En estos tres años, May llevó tres iniciativas diferentes a Bruselas. Desde una separación pero con un mercado común abierto y la posibilidad de veto ante decisiones europeas que no les resultaran convenientes, a plantear un frontera abierta en Irlanda del Norte, un puñal clavado en medio del archipiélago ya que deberían retornar controles militares a una región que a duras penas conserva la paz entre el Ulster británico y la Irlanda independiente, que no piensa en irse de la UE.

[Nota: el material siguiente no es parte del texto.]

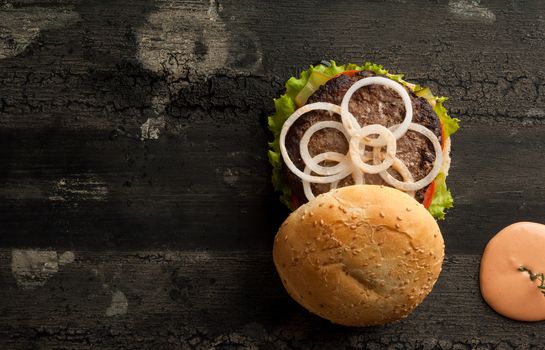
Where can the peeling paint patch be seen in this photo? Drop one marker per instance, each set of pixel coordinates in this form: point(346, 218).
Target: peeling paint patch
point(32, 268)
point(66, 258)
point(119, 305)
point(471, 9)
point(151, 129)
point(535, 112)
point(80, 188)
point(213, 10)
point(230, 177)
point(19, 27)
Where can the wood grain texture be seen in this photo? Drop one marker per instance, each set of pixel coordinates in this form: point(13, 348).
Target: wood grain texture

Entre tanto devaneo, y como en Westminster le rechazaron cada uno de los acuerdos preliminares que pudo alcanzar en el continente, la Dama de Hierro II se tiró a la pileta y en el 2017 adelantó elecciones. No le fue como esperaba y quedó en minoría en el parlamento. Otra jugada equivocada de los tories que debilitó más al sesquicentenario partido.

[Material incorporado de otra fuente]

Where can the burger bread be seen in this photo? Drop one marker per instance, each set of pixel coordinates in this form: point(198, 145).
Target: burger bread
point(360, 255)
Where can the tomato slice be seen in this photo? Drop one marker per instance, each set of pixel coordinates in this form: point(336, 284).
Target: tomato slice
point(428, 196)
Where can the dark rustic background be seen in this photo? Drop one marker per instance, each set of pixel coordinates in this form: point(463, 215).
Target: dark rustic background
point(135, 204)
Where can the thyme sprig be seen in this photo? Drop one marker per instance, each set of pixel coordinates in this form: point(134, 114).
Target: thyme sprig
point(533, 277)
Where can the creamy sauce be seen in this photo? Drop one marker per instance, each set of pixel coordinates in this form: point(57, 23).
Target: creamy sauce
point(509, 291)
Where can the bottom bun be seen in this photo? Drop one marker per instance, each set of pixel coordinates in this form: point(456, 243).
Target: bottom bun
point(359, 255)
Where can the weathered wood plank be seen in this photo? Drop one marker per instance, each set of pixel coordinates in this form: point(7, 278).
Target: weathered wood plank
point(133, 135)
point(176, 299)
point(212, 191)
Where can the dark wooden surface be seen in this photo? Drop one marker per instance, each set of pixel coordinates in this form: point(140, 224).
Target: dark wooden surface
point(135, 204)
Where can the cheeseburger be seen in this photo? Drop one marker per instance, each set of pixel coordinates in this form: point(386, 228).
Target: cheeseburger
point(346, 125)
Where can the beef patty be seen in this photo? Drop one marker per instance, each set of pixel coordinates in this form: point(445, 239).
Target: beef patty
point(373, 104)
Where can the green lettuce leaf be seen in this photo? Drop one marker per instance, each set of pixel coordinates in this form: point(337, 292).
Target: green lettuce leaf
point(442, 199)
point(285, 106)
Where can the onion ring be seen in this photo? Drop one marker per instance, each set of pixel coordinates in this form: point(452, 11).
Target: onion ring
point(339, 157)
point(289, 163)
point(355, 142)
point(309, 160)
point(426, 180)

A principios de año Theresa May superó dos embates contra su cargo. Uno de su propio partido y otro de los laboristas, que de la mano de Jeremy Corbyn ven la posibilidad de volver a Downing Street. Así transcurrieron el 29 de marzo, primera fecha para la separación, y el 15 de abril, la segunda oportunidad. La primer ministro logró una ampliación del plazo hasta el 31 de octubre. Por esa razón, y contra toda lógica, los británicos a votaron este jueves para elegir 71 representantes al Europarlamento.

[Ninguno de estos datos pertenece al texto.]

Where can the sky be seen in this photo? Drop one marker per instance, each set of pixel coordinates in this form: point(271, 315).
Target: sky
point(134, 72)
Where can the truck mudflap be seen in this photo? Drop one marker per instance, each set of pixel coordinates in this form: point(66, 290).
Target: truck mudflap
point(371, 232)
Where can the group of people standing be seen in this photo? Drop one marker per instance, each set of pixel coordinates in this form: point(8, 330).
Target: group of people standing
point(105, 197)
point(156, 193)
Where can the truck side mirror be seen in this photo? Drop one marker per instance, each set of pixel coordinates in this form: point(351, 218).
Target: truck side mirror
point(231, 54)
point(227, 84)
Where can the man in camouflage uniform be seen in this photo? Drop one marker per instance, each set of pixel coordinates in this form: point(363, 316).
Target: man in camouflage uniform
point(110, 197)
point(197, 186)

El resultado no se conocerá sino el domingo a la noche, cuando cierren todos los países. Lo que adelantan las encuestas en boca de urna es que el nuevo sello electoral de Farange, el Partido del Brexit, obtendría el 37% de los sufragios, los laboristas el 21% y los Liberal Demócratas el 12%. Los conservadores, en el mejor de los casos, rondarían el 10%, la peor elección en su historia. El golpe al bipartidismo que rige desde el fin de la segunda guerra mundial es catastrófico.
May se va el 7 de junio y no hoy, entre otras cosas, porque el 3 alguien tiene que recibir a Donald Trump en su visita oficial. La convención de los tories estaba planeada para el 15.
Antes, ya salieron a disputarse el cargo varios dirigentes conservadores. En el sistema británico, el partido que gana la elección elige a quien los representará y será la reina quien convocará para formar gobierno. Boris Johnson ya se está peinando su díscolos cabellos rubios para la foto. Es el más controvertido de los candidatos de los que figuran en esa lista. Con posiciones homófobas y racistas, fue dos veces alcalde de Londres y es lo más parecido a un Trump, incluso físicamente, que podría encontrase en las islas.
También entran en este selecto grupo Dominic Rabba, ex secretario del Brexit; Matt Hancock, ex secretario de Salud; o incluso Jeremy Hunt, ex secretario de Relaciones Internacionales.
En la mira tienen a Bruselas y a Corbyn, que con un planteo de izquierda antineoliberal viene sumando adeptos en el laborismo.